39 Arc 3 Ch 9 - Kualitas

"Akhirnya ada yang menyatakan keberatannya."

Aku berdiri, melihat sebuah tulisan di dinding ruang keluarga.

Internal rumah ini tidak jauh berbeda dengan rumahku. Ruang makan di antara ruang keluarga dan dapur, di dekatnya ada ruang tamu, dan kamar di lantai 2. Di ruang keluarga terdapat dua tubuh, di ruang makan satu tubuh, dan sisanya di dapur. Terdapat luka tusuk di masing-masing leher.

Kami tidak menyentuh tubuh-tubuh itu, membiarkannya tergeletak dan berserakan begitu saja di lantai. Aku sudah terbiasa dengan pemandangan tubuh yang setengah busuk dan dimakan belatung.

"Bagaimana kondisi lantai dua?"

Aku bertanya pada Mulisu yang baru saja turun dari lantai dua.
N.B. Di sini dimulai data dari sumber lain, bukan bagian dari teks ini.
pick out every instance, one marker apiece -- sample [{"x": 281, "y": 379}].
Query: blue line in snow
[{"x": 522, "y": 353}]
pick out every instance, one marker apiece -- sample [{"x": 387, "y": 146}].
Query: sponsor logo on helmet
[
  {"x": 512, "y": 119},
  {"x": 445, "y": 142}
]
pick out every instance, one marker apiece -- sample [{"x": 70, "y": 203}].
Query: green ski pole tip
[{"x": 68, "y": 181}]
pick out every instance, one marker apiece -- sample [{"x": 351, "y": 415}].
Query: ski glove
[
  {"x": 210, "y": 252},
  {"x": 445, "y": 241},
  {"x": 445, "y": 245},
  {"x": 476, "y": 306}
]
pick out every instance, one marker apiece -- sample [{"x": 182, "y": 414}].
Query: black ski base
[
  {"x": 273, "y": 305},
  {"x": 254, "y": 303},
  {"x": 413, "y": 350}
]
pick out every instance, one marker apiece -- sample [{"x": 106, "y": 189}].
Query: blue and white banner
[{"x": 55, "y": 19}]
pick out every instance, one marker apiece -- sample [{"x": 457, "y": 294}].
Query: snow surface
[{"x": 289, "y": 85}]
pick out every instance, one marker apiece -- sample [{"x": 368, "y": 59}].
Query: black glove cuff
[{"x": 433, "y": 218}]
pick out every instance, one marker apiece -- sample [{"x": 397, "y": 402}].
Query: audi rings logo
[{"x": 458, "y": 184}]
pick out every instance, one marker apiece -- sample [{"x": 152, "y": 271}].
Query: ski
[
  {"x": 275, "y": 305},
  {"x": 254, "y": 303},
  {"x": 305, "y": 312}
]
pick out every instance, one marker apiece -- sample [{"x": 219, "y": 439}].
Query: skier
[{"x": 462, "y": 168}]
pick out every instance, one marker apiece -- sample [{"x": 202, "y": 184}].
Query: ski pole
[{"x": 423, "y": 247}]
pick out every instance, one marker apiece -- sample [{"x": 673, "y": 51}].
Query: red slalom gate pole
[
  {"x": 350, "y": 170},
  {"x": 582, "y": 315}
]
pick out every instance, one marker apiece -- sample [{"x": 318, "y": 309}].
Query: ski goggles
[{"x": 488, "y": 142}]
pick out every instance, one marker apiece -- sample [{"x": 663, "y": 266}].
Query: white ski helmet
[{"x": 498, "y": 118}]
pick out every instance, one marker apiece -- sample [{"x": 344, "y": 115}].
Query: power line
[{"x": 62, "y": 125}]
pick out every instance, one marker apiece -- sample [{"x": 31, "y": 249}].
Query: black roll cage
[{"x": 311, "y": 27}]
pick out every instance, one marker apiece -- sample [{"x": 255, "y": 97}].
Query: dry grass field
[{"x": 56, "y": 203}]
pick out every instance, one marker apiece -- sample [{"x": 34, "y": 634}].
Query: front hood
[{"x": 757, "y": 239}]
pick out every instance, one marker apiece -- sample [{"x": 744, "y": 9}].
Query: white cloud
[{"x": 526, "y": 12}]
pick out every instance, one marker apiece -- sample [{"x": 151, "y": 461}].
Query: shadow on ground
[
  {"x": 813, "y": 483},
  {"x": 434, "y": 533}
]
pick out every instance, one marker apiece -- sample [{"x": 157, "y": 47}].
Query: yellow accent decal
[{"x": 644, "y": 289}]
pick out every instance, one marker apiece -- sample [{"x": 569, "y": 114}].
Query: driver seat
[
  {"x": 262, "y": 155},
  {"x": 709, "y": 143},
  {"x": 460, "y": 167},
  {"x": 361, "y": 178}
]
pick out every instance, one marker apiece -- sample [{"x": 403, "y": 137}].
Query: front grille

"Seperti dugaan kita, tampaknya pelakunya hanya fokus untuk mengintaimu. Tidak ada satu pun barang berharga yang menghilang. Hanya beberapa makanan yang hilang dari kulkas."

Ya, seperti kata Mulisu, pelakunya hanya mengambil makanan di kulkas. Bukan hanya itu, bahkan tampak bekas wajan dan panci digunakan untuk menggoreng. Aku bisa bilang pelakunya cukup sakit karena dia masih mampu memasak dengan mayat yang berserakan seperti ini.

Emir dan Inanna juga berkeliling di rumah ini, melakukan pengecekan secara acak.

Tok tok

Pintu diketuk, membuat Emir bergegas menuju pintu.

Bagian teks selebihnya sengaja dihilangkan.